A fully flexible way to invest
4 minute read
We ask the experts for views on what investors are concerned about.
Who's it for? All Investors
The value of investments can fall as well as rise and you could get back less than you invest. If you’re not sure about investing, seek professional independent advice. Tax rules can change and their effects on you will depend on your individual circumstances.
Stock markets around the world continue to be tough as we enter the final quarter of 2022.
UK markets have struggled most recently following Chancellor Kwasi Kwarteng’s first Budget at the end of September. The pound fell to its lowest point against the dollar in history.
Here we discuss the questions currently on investors’ minds in a Q&A with Will Hobbs, Chief Investment Officer and Clare Francis, Savings & Investments Director.
WH: It continues to be a very tough year for investors. The central bank battle to try and tame inflationary pressures has brought sharply higher interest rates across the world. That in turn has made life very difficult for stock and bond markets as worries about the next recession and how much further central bankers will have to go have continued to dominate.
WH: There are no automatic rules here. It’s often very difficult (emotionally) to put your hard-earned savings to work when markets are so volatile and newspaper headlines so relentlessly bleak. However, it’s vital to remember at times that investing is best conducted as a long-term activity. The day-to-day price moves are often alarming, but usually totally irrelevant when it comes to influencing your chances of hitting your long-term investment goals. Those longer-term goals rest, more reliably, on the future path of global productivity growth.
Essentially how the inventions of today and the future are harnessed to drive global growth. It’s this that drives the returns available from capital markets, not one’s ability to perfectly time entry into investments.
CF: Whether or not it’s a good time to invest, it should be about you, rather than what’s happening in the world. That’s often easier said than done, however, particularly during times of uncertainty like those we’re living through now. It’s understandable that many people are questioning whether they’d be better off keeping their money in cash rather than investing – of course, investing isn’t for everyone.
But if you’re in the position of having savings to fall back on and some money left at the end of the month, investing it for the longer term still offers the potential to get it working harder for you than if you just leave it in cash where its spending power is likely to be eroded by the impact of inflation. Investing might seem quite a brave thing to do right now, but in the future you will hopefully be thankful that you did.
WH: It’s easy for me to say, but the best advice is to try and remain calm – and don’t look at your portfolio too often. The message from the past, both recent and distant, is that the rewards to investing accrue to the patient, not the hyperactive.
As our very clever (and invaluable) team of behavioural scientists are always reminding me, it’s very important to remain focused on your long-term investment goals. Times of crisis tend to force our horizons much shorter. In doing so, we lose much of that advantage discussed above. Over long periods of time, it has proved very unwise to bet against our many fellow inhabitants of this precious planet and their capacity for ingenuity and innovation.
CF: If you’re feeling jittery and are asking yourself if you’ve done the right thing by investing, remember, there will be periods where the markets are volatile – it’s part and parcel of investing. If you sell your investments now, not only could you find you’ve lost money, but you’ll also miss out on any recovery and future gains.
WH: There is still a lot going on in the world economy and capital markets. We do have a specialist team responsible for building and maintaining a small package of positions designed to profit from shorter term opportunities in markets for our Plan & Invest portfolios.

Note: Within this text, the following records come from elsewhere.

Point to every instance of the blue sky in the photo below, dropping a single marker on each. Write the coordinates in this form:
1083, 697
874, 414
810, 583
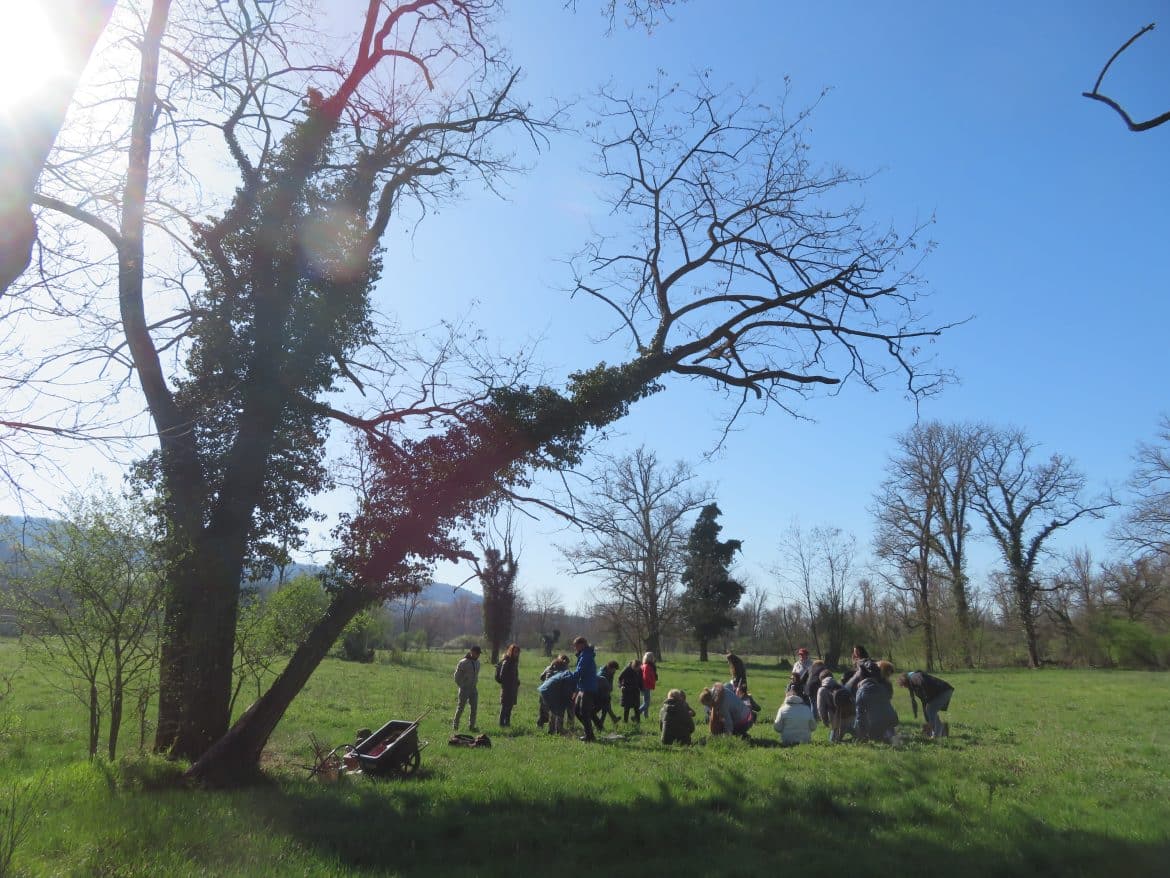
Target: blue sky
1052, 226
1052, 223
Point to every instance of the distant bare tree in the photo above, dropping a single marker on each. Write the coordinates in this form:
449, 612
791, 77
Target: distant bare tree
922, 523
1146, 526
1140, 588
820, 567
546, 609
1024, 501
634, 539
752, 610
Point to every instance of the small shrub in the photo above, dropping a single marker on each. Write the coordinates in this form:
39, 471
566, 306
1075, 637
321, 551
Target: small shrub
1134, 645
18, 807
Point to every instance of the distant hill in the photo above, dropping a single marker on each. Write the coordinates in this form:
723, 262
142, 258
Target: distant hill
16, 530
440, 592
436, 592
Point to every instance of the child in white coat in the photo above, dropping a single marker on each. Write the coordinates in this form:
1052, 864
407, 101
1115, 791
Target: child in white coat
795, 721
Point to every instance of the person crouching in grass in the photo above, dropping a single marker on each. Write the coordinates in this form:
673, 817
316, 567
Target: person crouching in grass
676, 718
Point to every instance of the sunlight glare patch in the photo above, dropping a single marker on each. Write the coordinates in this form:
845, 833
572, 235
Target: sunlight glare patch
31, 54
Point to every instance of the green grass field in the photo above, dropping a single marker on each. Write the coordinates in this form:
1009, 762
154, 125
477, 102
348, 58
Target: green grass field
1053, 773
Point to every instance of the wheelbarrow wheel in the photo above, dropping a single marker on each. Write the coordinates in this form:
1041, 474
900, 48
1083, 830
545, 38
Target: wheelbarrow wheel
410, 765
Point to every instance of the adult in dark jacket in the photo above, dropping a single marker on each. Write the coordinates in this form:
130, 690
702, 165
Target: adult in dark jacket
557, 697
876, 718
630, 681
935, 695
811, 680
585, 677
508, 677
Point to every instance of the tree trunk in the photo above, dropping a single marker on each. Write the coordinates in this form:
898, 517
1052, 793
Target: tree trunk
1027, 619
115, 717
234, 758
962, 616
928, 633
95, 719
198, 652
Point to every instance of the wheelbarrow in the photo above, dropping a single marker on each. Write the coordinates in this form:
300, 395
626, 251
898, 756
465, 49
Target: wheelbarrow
393, 749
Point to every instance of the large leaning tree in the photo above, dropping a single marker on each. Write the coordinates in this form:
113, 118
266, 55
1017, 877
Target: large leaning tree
743, 266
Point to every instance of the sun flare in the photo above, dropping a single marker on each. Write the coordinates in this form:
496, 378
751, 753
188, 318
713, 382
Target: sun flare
31, 55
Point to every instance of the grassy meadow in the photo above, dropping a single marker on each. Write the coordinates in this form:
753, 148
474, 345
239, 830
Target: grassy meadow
1051, 773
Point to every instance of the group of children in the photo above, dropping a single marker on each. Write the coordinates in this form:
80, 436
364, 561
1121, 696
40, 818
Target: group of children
859, 705
562, 695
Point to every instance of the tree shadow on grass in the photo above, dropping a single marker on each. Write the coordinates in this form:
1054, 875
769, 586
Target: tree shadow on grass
403, 829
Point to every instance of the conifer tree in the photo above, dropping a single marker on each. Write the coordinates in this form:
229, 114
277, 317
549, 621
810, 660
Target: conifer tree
710, 592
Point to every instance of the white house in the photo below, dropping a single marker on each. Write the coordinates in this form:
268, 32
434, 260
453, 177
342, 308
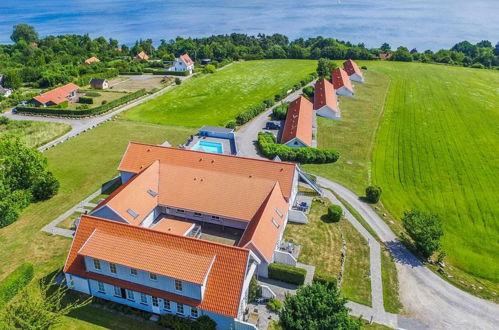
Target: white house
184, 63
353, 71
325, 101
341, 83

At the moment this package of investment positions tilts a little negative – the team expect the global economy to worsen from here as the battle to tame inflation (which we see ultimately succeeding) continues to ratchet higher.

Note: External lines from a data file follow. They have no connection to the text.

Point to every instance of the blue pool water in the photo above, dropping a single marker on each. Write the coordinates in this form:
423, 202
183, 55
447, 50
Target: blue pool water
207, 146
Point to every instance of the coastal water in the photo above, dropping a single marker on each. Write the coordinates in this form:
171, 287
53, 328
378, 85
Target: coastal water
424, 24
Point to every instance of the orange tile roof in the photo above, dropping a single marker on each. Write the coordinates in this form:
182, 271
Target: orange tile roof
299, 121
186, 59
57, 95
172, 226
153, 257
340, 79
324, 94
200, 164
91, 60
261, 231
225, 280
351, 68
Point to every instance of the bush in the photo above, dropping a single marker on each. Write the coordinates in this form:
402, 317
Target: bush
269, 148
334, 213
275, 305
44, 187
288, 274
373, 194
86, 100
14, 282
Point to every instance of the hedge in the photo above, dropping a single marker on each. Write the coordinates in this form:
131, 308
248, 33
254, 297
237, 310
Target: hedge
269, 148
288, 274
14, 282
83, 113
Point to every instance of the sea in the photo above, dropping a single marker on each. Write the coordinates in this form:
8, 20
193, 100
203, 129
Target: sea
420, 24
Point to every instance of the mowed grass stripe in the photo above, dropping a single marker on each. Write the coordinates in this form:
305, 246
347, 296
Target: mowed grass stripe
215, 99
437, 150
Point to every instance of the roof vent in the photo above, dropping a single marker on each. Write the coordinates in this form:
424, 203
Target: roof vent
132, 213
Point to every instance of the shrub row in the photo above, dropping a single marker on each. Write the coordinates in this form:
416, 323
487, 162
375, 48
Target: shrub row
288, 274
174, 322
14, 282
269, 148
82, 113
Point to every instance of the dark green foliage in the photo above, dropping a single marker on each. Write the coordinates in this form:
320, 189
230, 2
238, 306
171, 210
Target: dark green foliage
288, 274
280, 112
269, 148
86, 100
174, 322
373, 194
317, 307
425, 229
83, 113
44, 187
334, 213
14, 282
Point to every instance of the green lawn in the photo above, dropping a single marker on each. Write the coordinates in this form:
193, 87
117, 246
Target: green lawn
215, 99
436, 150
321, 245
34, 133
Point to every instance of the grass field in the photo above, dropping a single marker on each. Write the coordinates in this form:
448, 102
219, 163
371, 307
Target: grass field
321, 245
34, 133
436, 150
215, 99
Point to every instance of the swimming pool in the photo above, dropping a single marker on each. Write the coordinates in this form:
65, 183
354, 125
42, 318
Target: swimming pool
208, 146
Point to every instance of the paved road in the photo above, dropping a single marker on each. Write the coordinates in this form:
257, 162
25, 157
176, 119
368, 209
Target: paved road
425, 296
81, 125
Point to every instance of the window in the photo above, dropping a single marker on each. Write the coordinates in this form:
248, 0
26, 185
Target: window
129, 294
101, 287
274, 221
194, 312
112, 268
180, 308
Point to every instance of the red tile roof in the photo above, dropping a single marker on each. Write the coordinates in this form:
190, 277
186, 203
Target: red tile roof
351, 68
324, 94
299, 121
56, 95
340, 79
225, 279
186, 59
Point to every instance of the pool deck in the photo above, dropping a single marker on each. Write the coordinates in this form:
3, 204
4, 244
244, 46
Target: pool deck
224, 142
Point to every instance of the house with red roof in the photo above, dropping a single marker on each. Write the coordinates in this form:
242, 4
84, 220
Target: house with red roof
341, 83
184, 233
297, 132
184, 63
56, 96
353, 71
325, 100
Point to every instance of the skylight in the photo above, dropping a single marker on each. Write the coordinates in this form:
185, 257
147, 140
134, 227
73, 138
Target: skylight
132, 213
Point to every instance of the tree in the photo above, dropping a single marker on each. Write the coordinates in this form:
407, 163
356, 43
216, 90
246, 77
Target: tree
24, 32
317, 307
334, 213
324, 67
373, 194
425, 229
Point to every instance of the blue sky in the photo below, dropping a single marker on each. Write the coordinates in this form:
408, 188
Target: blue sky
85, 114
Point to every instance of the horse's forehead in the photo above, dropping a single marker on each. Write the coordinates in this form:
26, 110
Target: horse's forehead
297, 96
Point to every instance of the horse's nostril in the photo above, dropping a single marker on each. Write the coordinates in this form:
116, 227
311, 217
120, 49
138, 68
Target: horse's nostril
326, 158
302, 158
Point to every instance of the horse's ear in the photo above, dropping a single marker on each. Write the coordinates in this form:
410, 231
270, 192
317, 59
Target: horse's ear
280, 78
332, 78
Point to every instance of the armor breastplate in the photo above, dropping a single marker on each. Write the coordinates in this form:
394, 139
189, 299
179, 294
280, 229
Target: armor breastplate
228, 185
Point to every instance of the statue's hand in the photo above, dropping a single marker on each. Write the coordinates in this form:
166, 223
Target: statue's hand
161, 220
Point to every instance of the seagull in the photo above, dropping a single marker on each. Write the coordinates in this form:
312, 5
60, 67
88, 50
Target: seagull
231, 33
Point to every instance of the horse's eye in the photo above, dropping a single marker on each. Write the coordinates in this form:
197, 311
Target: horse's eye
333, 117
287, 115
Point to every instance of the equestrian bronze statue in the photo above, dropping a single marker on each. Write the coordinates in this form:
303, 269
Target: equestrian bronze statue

However, as noted above, for those looking for reasons to remain or get invested – the likely fact that we are in the interregnum between the wonders of the information technology revolution and the incoming artificial intelligence revolution suggests that there will be plenty of future productivity for patient investors to profit from. As the saying goes, you have to be in it to win it.
CF: Like most people I’m worried about inflation, rising bills and how uncertain things feel at the moment. But if we think back to the financial crisis back in 2007 and 2008 and when the tech bubble burst in 2000 – and the recoveries that followed, there could be better times ahead.
Hopefully, we’ll turn a corner in 2023 and things will start to feel better, but in the meantime, I’m keeping my money invested and as always will be using as much of my ISA allowance as I can afford to this year because I still believe it’s the right thing to do for my future.
The value of investments can fall as well as rise. You may get back less than you invest. Tax rules can change and their effects on you will depend on your individual circumstances.